Dentro da casa somos conduzidos a uma grande sala, onde ficamos ouvindo relatos de cura, muitos com a presença de intérpretes. No grande salão de atendimento, cercado por centenas de médiuns, todos de branco, lá está ele: Como um Messias, com seus grandes olhos azuis que não me olham, afinal ele está incorporado pessoa de pouca fé, eu penso. Mostro a foto do meu irmão que está com câncer, não consigo sequer explicar o quadro de saúde dele, João me interrompe e diz: Eu vou te ajudar, faz um rabisco num papel e sigo em frente, sem receber nenhum consolo pela minha dor.

É assim me dizem: Ele não fala, mas a espiritualidade sabe tudo. Sou encaminhada para a outra fila, a da Farmácia Dom Inácio de Loyola. Ali são vendidos os potinhos de passiflora com oitenta cápsulas, prescritos pelo médium, ao valor de 100 reais. No caso do meu irmão, talvez pela gravidade, foram três potinhos. As recomendações repassadas pelos fiéis, para durante o tratamento não beber, não manter relações sexuais e não comer pimenta. Ao lado da farmácia, as pessoas ainda podem comprar água fluidificada, imantadas com as mãos do Mestre, os preços vão de 3 a 30 reais, de acordo com o tamanho da garrafa.

Após o atendimento é servida uma reconfortante sopa “grátis”, feita por trabalhadores voluntários da casa, que ou receberam milagres ou são proprietários das pousadas, restaurantes, lojas de roupas brancas e lembrancinhas e que também lucram com a Catedral da fé de Abadiânia.

Chegando em Brasília, coloquei os três vidrinhos em um sedex e despachei para Cascavel, para minha grande tristeza e decepção, meu irmão faleceu antes de receber as “capsulas milagrosas”.

Ainda procurei uma justificativa: ele não me avisou da morte iminente do meu irmão para me poupar da dor. Mas uma voz de ceticismo interior respondeu: Mas por quê prescreveu os remédios?

Ao longo dos anos, mesmo com pouca fé, voltei outras vezes a Abadiânia levando amigos que chegavam de Porto Alegre e até do exterior em busca de atendimento mediúnico, nunca relatei minha decepção com o médium, para não tirar a fé de ninguém. Uma amiga que perdeu a guarda da filha; uma outra mais desesperada, traída pelo marido, queria consertar o coração partido: outro queria resolver sua extrema ansiedade. Para todos a mesma frase: Vou te ajudar e as cápsulas milagrosas.

Hoje, olhando de longe, penso que os milagres acontecem para quem crê nesses milagres e a passiflora distribuída a todos funciona como um placebo, da mesma forma as cirurgias espirituais.

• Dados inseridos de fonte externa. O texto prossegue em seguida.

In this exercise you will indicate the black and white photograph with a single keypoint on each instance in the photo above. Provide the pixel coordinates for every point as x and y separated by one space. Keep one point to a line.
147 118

Pelas denúncias, agora sabemos, que a Sala VIP, além de ser destinada aos famosos, era usada para violentar mulheres. Já são mais de 300 denúncias, com discrições muito semelhantes entre elas.

A catedral da fé de Abadiânia foi derrubada pelo próprio médium, que ao longo da estrada desvirtuou-se do caminho e de sua missão. Deslumbrado com a fama e o sucesso alcançado, julgou-se acima das Leis de Deus (de quem ele usurpa o nome) e dos homens, tornando uma prática corriqueira o assédio a fiéis. Tenho convicção de que 300 mulheres não podem estar erradas, a única dúvida que fica é por que demoraram tanto tempo para denunciar?